“It’s the duty of every man and woman who has achieved some success in life to pass it on, because when we’re gone, what matters most isn’t what we were able to attain but who we were able to help.”
– Mateo Askaripour
Black Buck by Mateo Askaripour
381 pages
Published by Houghton Mifflin Harcourt, 2021
Genre: Fiction
Re-readability: I might come back to this one.
Rating: 5 out of 5 stars
Reviewed by: Indiana
In this sharp-witted satire, Darren, a young Black man is drawn out of his comfortable life in Bed-stuy, and into the fast, furious and all-white world of Sumwun, a mysterious start-up company.

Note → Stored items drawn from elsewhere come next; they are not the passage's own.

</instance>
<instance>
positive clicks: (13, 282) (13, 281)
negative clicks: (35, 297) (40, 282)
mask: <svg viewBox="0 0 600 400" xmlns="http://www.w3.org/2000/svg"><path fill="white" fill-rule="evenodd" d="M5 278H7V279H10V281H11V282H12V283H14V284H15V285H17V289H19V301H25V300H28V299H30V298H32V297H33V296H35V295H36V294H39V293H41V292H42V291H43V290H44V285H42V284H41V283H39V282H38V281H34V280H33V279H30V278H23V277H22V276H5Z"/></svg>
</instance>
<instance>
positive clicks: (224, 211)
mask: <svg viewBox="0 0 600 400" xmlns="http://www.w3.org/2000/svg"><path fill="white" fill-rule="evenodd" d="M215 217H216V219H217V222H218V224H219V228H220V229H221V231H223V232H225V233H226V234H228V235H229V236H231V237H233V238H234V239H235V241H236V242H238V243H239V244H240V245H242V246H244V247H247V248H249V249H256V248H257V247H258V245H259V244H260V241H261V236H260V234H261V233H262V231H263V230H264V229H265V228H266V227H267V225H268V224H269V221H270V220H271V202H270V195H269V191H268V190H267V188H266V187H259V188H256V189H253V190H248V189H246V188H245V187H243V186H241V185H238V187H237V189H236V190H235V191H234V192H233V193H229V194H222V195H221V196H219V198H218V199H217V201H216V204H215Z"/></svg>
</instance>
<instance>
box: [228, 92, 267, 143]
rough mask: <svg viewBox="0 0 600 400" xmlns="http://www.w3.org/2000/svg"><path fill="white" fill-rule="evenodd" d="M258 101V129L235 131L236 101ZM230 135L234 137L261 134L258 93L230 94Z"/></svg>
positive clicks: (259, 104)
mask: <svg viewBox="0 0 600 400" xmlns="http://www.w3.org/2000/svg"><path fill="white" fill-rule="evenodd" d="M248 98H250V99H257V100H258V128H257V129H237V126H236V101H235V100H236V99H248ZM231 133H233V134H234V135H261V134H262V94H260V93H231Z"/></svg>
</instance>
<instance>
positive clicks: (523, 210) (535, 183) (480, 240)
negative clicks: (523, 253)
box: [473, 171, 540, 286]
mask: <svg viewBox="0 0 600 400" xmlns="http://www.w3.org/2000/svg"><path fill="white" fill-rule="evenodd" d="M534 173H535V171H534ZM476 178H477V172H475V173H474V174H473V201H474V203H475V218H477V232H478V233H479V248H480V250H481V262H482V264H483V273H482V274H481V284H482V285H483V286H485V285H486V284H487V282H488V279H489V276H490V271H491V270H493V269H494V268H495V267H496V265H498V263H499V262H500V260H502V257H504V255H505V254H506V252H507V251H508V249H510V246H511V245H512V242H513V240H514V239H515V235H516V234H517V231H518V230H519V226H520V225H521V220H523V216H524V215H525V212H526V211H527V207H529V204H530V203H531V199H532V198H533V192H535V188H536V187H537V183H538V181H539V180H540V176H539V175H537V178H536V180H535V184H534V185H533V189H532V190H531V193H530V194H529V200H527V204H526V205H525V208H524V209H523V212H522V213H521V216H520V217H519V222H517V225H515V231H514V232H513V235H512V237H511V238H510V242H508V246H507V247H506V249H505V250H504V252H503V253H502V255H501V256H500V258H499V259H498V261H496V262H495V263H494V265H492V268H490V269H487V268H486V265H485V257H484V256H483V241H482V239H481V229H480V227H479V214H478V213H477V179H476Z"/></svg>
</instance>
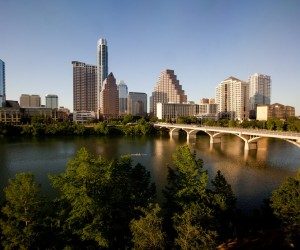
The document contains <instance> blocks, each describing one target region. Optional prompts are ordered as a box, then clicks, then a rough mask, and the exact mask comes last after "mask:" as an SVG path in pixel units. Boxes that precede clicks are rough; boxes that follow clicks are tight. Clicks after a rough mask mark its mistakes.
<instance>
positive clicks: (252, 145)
mask: <svg viewBox="0 0 300 250" xmlns="http://www.w3.org/2000/svg"><path fill="white" fill-rule="evenodd" d="M251 149H257V142H247V141H245V150H251Z"/></svg>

Darren is put through “hell week,” where he must survive blatantly racist hazing from co-workers and unnecessarily harsh, even cruel sales drills from his boss. Each co-worker seems to tell him he looks like a different Black celebrity and he is given the nickname “Buck.” With his new nickname comes a new identity and as he begins to succeed at work, mastering the art of selling, he begins to pull away from his girlfriend, best friend, neighbors, and mom, who is clearly very sick, though Darren is blind to it. Eventually, those ties are severed, and as he deals with a tragic loss, he gives himself over completely to his job and sees the company through a major crisis, and secures a strange second job with a major media mogul.
Later, he is drawn back to some of the people in his old life in Bed-Stuy, when his guilt about the past compels him to start teaching other young Black people how to sell anybody on just about anything. Readers are given an education too through sales tips that are peppered throughout the novel.
This teaching effort, called Happy Campers, grows, evening becoming international. However, when a former Sumwun boss comes back into the picture, it puts the organization, and the students, in jeopardy.
The conclusion of the novel is surprising, with the narrative twisting and turning all the way to the last page. An engaging, and at times enraging book, with a pace that hardly ever lets up.
Has anyone else read this one? If so, did you feel like Darren was redeemed?